Saturday, June 11, 2011

Top-Down or Bottom-Up CISOing?

What I thought, in my earlier years, to be a strategical choice now appears to me as a question of personal character of the decision maker: whether to take a top-down or bottom-up approach to the solving of a complex problem. When you're managing wide projects, you get to deal with many managers' characters and that may lead you to work with Single-Minded Top-Down Thinkers (SMTD) or Single-Minded Bottom-Up Thinkers (SMBU).

As a CISO, you have to solve complex problems: "get us compliance to that norm", "make sure that application is available 24/7", or even wicked problems such as "make us secure". And you have to deal with many decision makers among IT and more. So you cannot do without a prepared tactics to set a SMTD or a SMBU back on tracks.

SMBUs
If you let a SMBU deal with a problem alone, you'll watch him find a quick solution to the problem and apply it. But he'll forget to communicate about it, to document it for later re-use and, most of all, to compare it to the goals of the organization and ensure it's no hindrance to some other process of the company.

To deal with SMBUs, I take two actions:
  1. I explain him what I intend to do with his solution to my problem. Not just the problem itself, I take the time to explain what's the goal and what my next steps are with it. So, he includes in his understanding of the problem all of my later constraints and does solve the problem and the later-on constraints.
  2. I also take the time to recapitulate baseline procedures to communicate and document the problem/solution and I make sure he understands he'll be the one to clean up the mess if something was done unproperly.
Once you're accustomed, that doesn't take more than ten minutes.

SMTDs
SMTDs are usually more experienced people who have lost somewhere in the middle of their professional lives the idea that they must give results, not just thoughts. If you let a SMTD work a solution to a problem by himself, he'll give you diagrams of his view of the problem which he thinks is complete -or at least contains everything necessary- and he'll link your problem to a family of other problems that he has to solve and you'll get out of his office with ten times as much work as when you got in.
For instance, if you come in with a question about whether to purchase a new, different hardware, you'll get out with questions -and a few useless answers- about asset management, internal billing and wifi networks. And you'll realize that you don't have any clue to the answer about whether the company will buy it or not.

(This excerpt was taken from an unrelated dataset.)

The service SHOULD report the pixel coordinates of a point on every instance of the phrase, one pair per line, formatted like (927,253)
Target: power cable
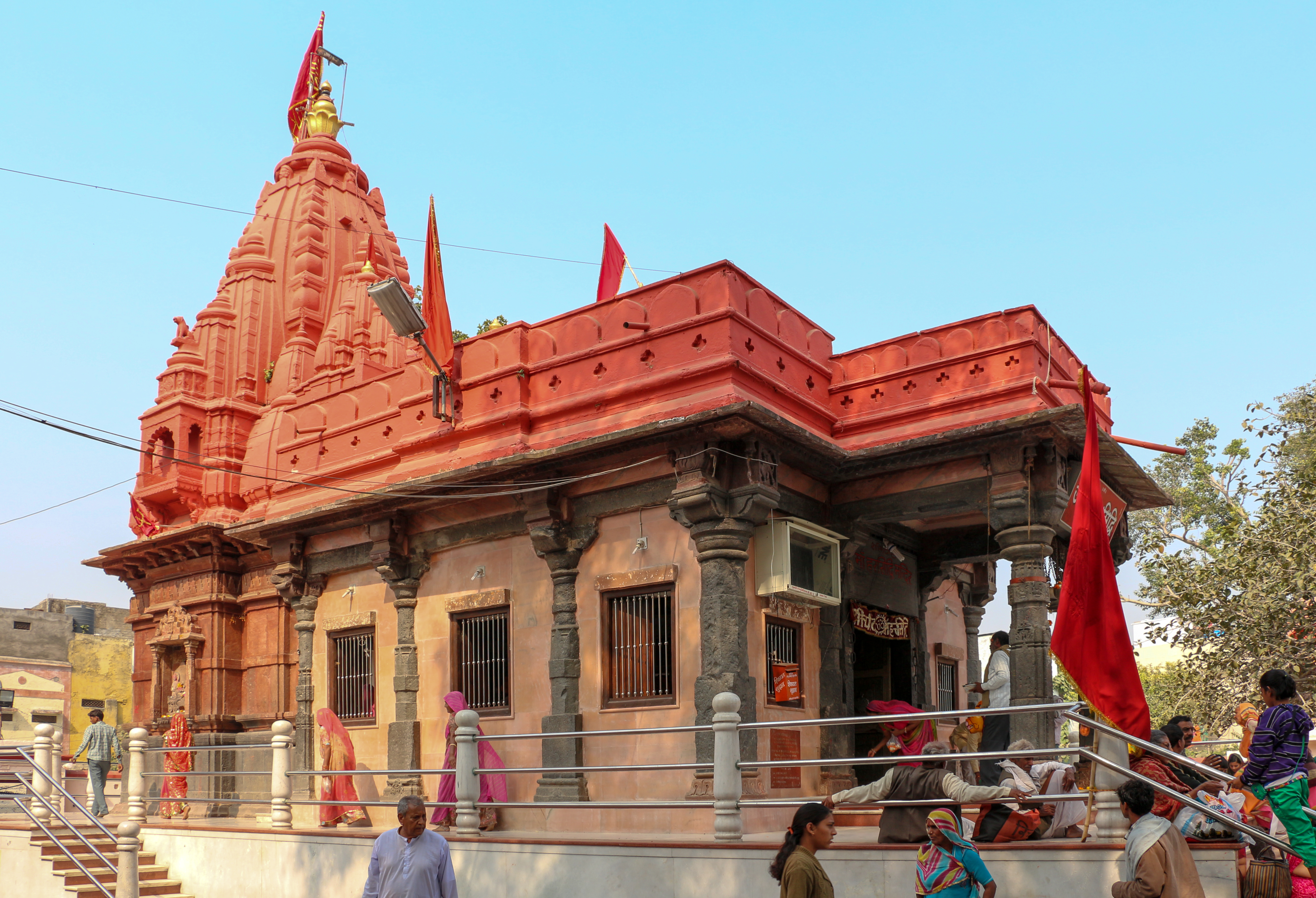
(68,501)
(302,221)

Over the years, I've developed a quick and dirty solution to deal with SMTDs:
  1. Don't go into the long-term explanations of why you want to solve the problem, just stick to the short-term. That would last hours and would only worsen the depth of the SMTD's scope.
  2. At the beginning of the discussion, do set, in accordance with the SMTD, a choice of as few as five objectives to be reached by the solution to your problem. This way, you'll be able to reduce the scope of his thoughts to what you agreed on. That is, you just need to split your problem and the surrouding areas in a five-item list.
  3. If you take the example of the new, different hardware purchase, you just have got to reduce the problem, right from the start of the conversation, to the comparison of:
    • prices,
    • main features,
    • delivery,
    • compatibility,
    • immediate satisfied customers.
    There are many other points to be discussed, but you don't want to address them all. Not now, not with the SMTD and not in an all-in-one speech by him.
When you're accustomed to it, you can prepare these five pieces before talking to the SMTD and that doesn't cost time, that saves you time.